Bournemouth Crown Court heard how bungling burglar Nicholas Birch, 45, who has amassed 142 offences since 1984 and appeared in court 35 times, has become so institutionalised he cannot cope with the outside world.
Birch, pictured right, admitted two dwelling house burglaries and asked for another nine similar offences to be taken into consideration by Judge Samuel Wiggs.
The court was told how Birch, one of Dorset’s most prolific offenders, had broken into a house at Hurn Road, Christchurch, on October 29 this year and committed another burglary at Grove Road, Bournemouth, just two days later.
His valuable haul included a £1,000 emerald and diamond ring, other jewellery, a computer and camera. Birch was caught after being disturbed at the first property and jumping from an upstairs window.

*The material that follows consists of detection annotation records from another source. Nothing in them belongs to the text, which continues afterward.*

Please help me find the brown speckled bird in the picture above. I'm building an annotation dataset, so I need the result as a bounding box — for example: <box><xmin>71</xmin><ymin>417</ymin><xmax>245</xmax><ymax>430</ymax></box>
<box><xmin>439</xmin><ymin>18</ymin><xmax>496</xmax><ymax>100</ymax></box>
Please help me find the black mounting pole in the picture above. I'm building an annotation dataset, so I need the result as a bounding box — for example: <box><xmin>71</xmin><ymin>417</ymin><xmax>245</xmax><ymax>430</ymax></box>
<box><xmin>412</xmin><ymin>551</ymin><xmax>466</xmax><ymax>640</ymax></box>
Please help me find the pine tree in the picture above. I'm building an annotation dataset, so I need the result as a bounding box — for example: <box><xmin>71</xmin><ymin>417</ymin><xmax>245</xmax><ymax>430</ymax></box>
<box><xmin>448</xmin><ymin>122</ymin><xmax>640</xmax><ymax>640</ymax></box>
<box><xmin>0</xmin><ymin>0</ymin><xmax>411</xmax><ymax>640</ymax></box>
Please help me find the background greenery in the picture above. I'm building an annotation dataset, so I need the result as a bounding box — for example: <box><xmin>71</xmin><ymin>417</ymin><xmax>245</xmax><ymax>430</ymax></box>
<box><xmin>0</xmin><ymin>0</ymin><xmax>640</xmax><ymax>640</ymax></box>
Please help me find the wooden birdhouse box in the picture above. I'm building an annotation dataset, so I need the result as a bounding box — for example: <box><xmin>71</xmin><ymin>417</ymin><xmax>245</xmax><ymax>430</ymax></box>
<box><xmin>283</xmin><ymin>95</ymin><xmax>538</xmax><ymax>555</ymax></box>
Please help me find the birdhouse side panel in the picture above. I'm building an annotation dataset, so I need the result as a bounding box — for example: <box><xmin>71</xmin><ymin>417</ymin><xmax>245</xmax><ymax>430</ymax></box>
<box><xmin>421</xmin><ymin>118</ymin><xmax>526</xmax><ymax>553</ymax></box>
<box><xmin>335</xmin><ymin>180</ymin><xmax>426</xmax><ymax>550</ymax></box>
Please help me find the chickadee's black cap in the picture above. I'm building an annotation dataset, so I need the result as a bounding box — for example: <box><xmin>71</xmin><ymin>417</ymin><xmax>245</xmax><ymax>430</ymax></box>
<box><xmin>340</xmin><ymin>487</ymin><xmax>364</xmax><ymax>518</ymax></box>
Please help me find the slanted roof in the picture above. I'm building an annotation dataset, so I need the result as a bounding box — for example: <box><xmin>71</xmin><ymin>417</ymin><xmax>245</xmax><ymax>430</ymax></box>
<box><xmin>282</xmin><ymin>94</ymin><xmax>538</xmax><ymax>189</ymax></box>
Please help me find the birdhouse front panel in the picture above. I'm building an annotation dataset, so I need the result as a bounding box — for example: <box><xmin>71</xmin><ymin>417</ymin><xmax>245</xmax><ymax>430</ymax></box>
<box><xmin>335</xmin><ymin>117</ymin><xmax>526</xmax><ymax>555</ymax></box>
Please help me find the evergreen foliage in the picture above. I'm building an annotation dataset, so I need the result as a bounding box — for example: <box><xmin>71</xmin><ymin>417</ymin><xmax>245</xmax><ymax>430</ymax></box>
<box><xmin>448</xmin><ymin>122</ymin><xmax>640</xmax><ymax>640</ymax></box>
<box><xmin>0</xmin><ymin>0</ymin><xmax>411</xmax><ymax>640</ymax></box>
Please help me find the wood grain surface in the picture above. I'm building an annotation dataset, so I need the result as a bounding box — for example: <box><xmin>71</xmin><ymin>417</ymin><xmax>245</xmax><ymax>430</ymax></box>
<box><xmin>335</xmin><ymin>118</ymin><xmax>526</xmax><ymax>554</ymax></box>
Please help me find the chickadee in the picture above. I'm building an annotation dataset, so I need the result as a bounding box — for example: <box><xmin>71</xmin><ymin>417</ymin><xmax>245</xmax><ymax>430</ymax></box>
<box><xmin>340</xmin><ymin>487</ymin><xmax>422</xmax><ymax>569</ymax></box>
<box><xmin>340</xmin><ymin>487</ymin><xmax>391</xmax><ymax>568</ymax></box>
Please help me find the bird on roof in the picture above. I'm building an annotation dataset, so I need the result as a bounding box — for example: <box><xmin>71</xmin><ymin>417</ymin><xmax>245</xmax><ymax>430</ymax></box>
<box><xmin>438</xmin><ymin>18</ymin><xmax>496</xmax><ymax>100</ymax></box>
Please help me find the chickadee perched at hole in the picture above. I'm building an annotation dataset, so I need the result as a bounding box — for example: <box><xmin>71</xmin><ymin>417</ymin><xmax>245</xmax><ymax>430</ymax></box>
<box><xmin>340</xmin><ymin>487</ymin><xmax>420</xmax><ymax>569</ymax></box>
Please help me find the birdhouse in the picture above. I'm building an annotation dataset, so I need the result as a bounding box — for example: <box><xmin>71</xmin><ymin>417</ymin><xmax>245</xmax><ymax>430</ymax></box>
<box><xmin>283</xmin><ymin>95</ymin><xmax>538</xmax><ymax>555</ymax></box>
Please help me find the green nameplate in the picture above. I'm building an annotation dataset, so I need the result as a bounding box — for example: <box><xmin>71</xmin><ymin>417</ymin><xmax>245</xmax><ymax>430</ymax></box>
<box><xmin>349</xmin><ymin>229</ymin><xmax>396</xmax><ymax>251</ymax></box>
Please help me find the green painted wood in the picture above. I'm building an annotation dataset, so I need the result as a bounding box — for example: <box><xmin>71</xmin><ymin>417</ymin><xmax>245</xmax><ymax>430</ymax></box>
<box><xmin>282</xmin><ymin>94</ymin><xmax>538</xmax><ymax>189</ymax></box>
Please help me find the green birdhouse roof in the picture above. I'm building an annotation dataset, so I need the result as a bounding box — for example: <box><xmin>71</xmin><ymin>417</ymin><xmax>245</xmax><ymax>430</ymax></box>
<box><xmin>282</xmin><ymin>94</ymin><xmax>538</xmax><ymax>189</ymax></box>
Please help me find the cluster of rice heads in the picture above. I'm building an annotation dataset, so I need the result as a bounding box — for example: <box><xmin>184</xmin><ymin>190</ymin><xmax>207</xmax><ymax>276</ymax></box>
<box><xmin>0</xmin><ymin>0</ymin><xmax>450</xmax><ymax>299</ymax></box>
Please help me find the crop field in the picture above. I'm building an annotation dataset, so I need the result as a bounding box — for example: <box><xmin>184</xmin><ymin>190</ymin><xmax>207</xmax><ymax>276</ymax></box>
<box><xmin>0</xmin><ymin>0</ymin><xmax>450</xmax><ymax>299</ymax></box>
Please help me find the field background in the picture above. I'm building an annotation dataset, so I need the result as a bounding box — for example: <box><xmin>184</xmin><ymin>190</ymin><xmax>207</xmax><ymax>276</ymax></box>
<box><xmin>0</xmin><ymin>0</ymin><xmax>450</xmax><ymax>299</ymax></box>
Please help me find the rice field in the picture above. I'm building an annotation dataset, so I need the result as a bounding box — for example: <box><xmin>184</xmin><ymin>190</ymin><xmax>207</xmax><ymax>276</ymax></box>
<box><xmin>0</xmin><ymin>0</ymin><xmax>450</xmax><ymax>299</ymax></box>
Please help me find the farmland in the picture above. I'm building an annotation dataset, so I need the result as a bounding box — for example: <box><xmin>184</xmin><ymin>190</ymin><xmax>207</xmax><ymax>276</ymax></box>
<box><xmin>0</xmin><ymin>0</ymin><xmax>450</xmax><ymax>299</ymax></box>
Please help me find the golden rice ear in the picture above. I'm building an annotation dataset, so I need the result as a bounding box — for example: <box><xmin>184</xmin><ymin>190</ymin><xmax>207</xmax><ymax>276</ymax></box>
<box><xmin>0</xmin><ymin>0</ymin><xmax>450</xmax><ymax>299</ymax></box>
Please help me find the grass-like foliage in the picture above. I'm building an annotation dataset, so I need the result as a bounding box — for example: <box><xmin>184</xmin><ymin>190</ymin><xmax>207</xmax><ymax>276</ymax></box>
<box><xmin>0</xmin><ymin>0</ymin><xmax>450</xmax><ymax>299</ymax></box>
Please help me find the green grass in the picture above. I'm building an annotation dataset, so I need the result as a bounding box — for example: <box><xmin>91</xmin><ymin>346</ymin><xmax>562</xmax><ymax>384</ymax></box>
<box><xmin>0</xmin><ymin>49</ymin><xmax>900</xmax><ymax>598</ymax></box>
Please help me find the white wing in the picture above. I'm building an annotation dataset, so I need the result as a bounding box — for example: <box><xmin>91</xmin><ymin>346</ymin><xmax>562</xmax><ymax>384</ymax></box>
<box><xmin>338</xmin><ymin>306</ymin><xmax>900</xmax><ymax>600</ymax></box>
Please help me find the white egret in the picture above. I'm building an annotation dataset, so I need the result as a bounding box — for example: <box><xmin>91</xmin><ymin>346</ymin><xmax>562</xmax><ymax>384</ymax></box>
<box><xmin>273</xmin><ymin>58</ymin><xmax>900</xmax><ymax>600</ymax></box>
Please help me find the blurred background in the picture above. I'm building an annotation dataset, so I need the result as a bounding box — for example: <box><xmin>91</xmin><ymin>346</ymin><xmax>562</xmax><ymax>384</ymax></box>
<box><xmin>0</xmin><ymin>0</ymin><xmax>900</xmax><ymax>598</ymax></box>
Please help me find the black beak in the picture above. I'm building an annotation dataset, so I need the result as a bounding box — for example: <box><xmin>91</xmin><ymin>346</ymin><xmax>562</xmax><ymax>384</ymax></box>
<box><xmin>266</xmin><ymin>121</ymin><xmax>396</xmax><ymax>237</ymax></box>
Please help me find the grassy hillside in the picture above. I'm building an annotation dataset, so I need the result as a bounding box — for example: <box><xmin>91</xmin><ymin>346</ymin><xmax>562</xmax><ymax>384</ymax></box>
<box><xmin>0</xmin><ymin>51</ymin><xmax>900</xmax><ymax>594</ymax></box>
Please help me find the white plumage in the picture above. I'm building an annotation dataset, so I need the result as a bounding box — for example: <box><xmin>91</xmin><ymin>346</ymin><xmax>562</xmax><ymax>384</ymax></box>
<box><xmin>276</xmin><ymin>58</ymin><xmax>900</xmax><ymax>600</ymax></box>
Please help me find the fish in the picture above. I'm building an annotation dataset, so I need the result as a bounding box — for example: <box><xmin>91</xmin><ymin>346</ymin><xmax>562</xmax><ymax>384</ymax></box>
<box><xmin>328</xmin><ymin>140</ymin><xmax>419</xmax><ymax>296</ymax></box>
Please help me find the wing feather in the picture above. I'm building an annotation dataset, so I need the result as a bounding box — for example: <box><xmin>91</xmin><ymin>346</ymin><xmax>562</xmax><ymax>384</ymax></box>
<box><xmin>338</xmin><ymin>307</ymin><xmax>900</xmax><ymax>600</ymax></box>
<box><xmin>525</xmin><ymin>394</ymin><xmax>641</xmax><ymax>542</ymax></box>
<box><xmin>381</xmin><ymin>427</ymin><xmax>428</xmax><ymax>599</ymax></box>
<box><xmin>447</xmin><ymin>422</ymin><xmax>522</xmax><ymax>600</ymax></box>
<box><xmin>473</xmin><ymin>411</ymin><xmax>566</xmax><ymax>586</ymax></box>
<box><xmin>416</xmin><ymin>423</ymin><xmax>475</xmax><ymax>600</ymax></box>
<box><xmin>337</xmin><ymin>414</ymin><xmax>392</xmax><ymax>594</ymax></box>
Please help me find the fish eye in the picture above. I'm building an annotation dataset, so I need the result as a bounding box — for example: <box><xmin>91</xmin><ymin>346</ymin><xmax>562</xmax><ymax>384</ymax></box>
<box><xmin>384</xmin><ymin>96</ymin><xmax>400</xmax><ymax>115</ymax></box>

Forensic investigators linked him to the scene and stolen property was recovered from his grey Ford Escort parked near the Hurn Road address. After his arrest, Birch, of no fixed abode, assisted police in solving another nine crimes, including a burglary dating back to 2003.
Defending, Robert Griffiths said: “With a record like that there is little I can say; it was drink, drugs, a fall-out with his girlfriend and he found himself depressed. He didn’t even need the money; he was working as a forklift driver at the time. He has spent about 30 years in prison – two thirds of his life – and he wants to go back there. He is somewhat institutionalised.”
Mr Griffiths added: “Prison won’t work – the only thing it will do is keep him out of circulation but he wants to say sorry to his victims.”
Sentencing Birch to three years in jail, Judge Wiggs told him: “You know very well what has to happen.”
Speaking after the case, DC Symon Clarke from the Bournemouth burglary squad said: “The sentence reflects the seriousness of these offences but also shows that sentences will be reduced if offenders, like Birch, assist us in clearing up crimes.”